One particular semi-supervised learning strategy, i.e. the self-training model, was used in this study. Animals with measured phenotypes were separated into training and testing sets. The training and testing sets included animals with genotypes, \( {\text{G}}_{1} \) and \( {\text{G}}_{\text{T}} \), and measured phenotypes, \( {\text{P}}_{1} \) and \( {\text{P}}_{\text{T}} \). Animals without measured phenotypes only contributed genotypes, denoted as \( {\text{G}}_{2} \). During self-training, an initial model was trained using the training set of \( {\text{G}}_{1} \) and \( {\text{P}}_{1} \) to formulate the base predictor (\( f \)). This predictor was then used to predict the self-trained phenotypes, \( {\hat{\text{P}}}_{2} \), for the individuals that lacked measured phenotypes. Next, the individuals comprising \( {\text{G}}_{2} \) and \( {\hat{\text{P}}}_{2} \) were added to the training set in order to train a new predictor (\( f^{*} \)). In the testing phase, accuracies of \( f \) and \( f^{*} \) within the testing set (denoted as \( {\text{R}}_{\text{SL}} \) and \( {\text{R}}_{\text{SSL}} \)) were compared. First, phenotypes \( {\hat{\text{P}}}_{\text{T}} \) and \( {\hat{\text{P}}}_{\text{T}}^{ *} \) were predicted from \( {\text{G}}_{\text{T}} \) using \( f \) and \( f^{*} \), respectively. Second, \( {\text{R}}_{\text{SL}} \) (\( {\text{R}}_{\text{SSL}} ) \) was computed as the correlation between \( {\hat{\text{P}}}_{\text{T}} \) (\( {\hat{\text{P}}}_{\text{T}}^{ *} \)) and \( {\text{P}}_{\text{T}} \). The self-training algorithm is summarized below and illustrated in Fig. 1.

Fig. 1
figure 1

Illustration of the self-training algorithm. Step 1: train a base predictor, \( f \), using \( {\text{G}}_{1} \) and \( {\text{P}}_{1} \) from animals with measured phenotypes. Step 2: predict self-trained phenotypes, \( {\hat{\text{P}}}_{2} \), based on \( {\text{G}}_{2} \) for animals without measured phenotypes. Step 3: combine \( {\text{G}}_{1} \), \( {\text{G}}_{2} \), \( {\text{P}}_{1} \), and \( {\hat{\text{P}}}_{2} \) to train a new predictor, \( f^{*} \). In the testing phase, compare accuracies of \( f \) and \( f^{*} \) on the testing set (\( {\text{R}}_{\text{SL}} \) and \( {\text{R}}_{\text{SSL}} \)). First, predict phenotypes \( {\hat{\text{P}}}_{\text{T}} \) and \( {\hat{\text{P}}}_{\text{T}}^{ *} \) based on \( {\text{G}}_{\text{T}} \) using \( f \) and \( f^{*} \), respectively and second, calculate \( {\text{R}}_{\text{SL}} \) (\( {\text{R}}_{\text{SSL}} \)) as the correlation between \( {\hat{\text{P}}}_{\text{T}} \) (\( {\hat{\text{P}}}_{\text{T}}^{ *} \)) and \( {\text{P}}_{\text{T}} \)

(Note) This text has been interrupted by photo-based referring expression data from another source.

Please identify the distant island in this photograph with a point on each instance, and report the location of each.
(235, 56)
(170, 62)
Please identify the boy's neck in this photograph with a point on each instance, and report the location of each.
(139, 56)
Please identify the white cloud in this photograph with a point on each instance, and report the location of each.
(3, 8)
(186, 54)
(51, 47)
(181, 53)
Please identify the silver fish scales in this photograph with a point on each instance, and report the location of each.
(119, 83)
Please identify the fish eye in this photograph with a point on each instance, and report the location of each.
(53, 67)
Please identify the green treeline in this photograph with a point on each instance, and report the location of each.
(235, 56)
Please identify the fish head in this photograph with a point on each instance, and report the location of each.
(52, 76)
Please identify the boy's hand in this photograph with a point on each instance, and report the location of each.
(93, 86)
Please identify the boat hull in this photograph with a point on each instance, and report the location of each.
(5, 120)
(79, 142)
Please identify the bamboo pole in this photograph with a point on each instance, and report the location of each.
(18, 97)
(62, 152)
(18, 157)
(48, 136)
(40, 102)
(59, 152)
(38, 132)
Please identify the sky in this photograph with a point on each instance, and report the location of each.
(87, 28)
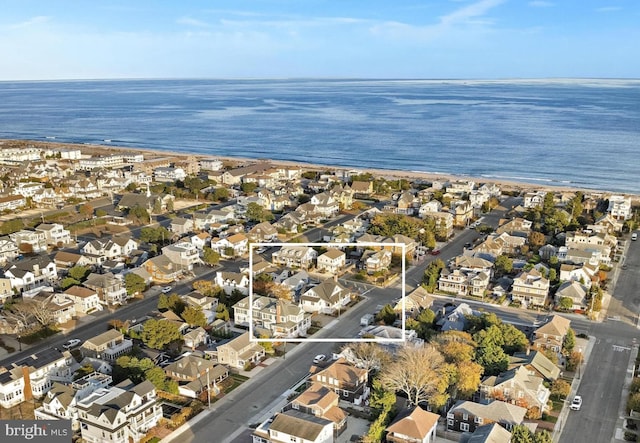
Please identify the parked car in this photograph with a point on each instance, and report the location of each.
(72, 343)
(576, 403)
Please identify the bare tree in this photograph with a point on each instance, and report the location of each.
(417, 372)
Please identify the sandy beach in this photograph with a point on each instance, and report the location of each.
(505, 185)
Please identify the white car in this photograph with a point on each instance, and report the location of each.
(71, 343)
(576, 403)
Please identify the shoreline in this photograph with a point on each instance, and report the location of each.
(150, 153)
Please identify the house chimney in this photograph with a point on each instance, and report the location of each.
(28, 394)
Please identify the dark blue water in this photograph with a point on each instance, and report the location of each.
(582, 133)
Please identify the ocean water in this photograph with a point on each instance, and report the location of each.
(580, 133)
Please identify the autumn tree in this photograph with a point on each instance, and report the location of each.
(416, 372)
(194, 316)
(367, 355)
(210, 257)
(79, 273)
(86, 211)
(158, 334)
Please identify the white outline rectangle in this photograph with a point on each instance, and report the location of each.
(254, 339)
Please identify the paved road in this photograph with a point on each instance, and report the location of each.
(604, 376)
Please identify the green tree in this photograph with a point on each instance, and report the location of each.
(521, 434)
(210, 257)
(134, 283)
(194, 316)
(514, 339)
(257, 213)
(220, 194)
(503, 265)
(159, 334)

Step 1: Train a base predictor, \( f \), using genotypes \( {\text{G}}_{1} \) and phenotypes \( {\text{P}}_{1} \) from animals with measured phenotypes.

Step 2: Predict the self-trained phenotypes (\( {\hat{\text{P}}}_{2} \)) from the genotypes \( {\text{G}}_{2} \) for animals without measured phenotypes.

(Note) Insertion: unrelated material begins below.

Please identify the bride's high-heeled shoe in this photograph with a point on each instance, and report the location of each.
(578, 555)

Step 3: Combine genotypes \( {\text{G}}_{1} \) and \( {\text{G}}_{2} \) with phenotypes \( {\text{P}}_{1} \) and \( {\hat{\text{P}}}_{2} \), in order to train a new predictor, \( f^{*} \), which is used to compute the final genomic predictions.

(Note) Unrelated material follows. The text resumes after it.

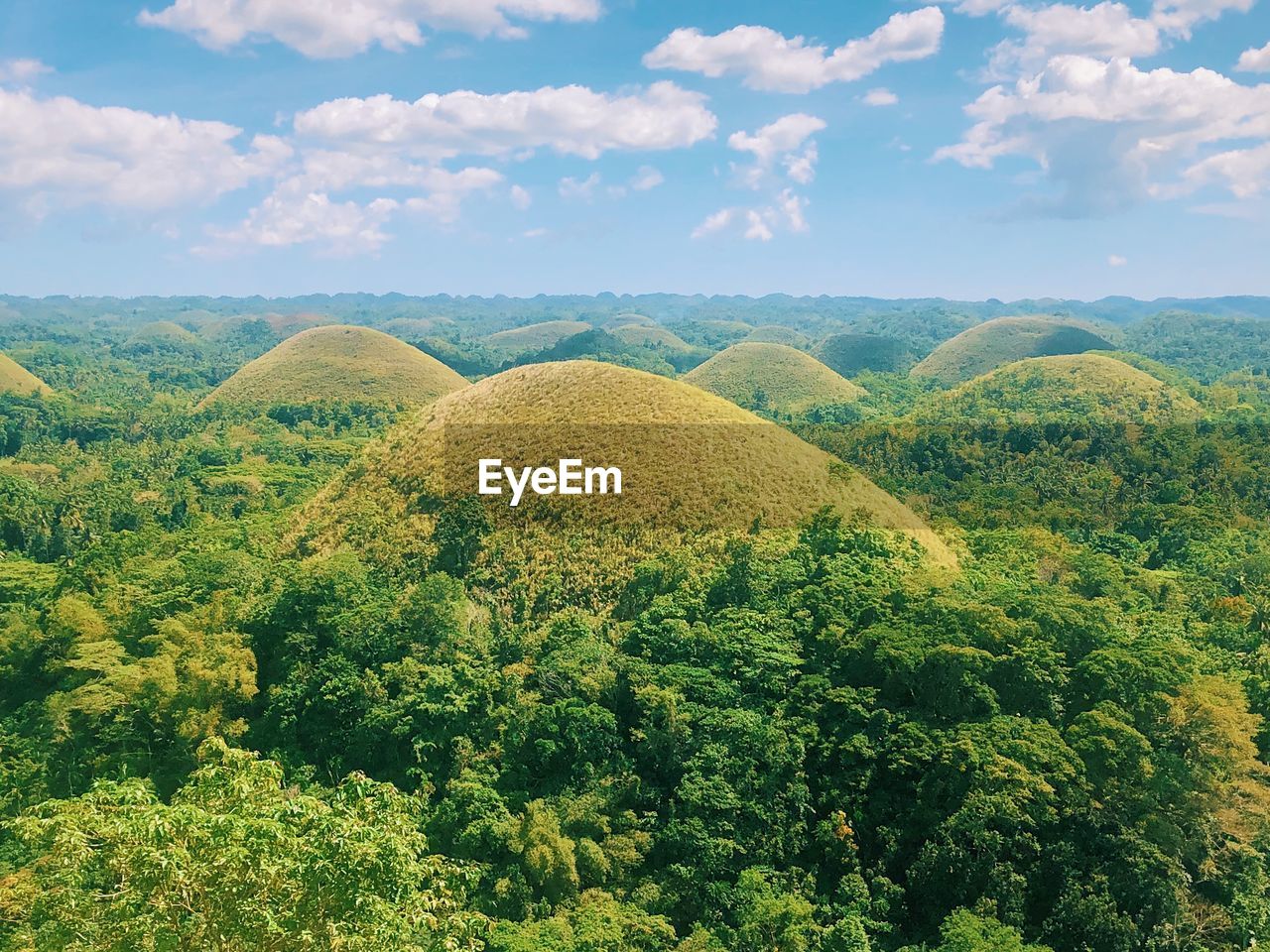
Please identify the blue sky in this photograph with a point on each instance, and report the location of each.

An SVM algorithm was used as the genomic prediction model and implemented using the “svm” function of the “e1071” package Version 1.6-1 in R [18] with radial basis kernel and default parameters tuned within the training set.

Definition of the RFI phenotypes

The data consisted of 792 lactating Holstein dairy cows from the Allenstein Dairy Herd at the University of Wisconsin–Madison. Phenotypes used in this study were a subset of the data analyzed by Tempelman et al. [19], in which a detailed description of the data is provided. All animals with measured phenotypes were recorded for daily DMI, daily milk yield, weekly milk composition (fat %, protein %, and lactose %), and weekly body weight (BW) during the period from 50 to 200 days postpartum. Quality control and editing were similar to Yao et al. [12]. Only one lactation record per animal was used.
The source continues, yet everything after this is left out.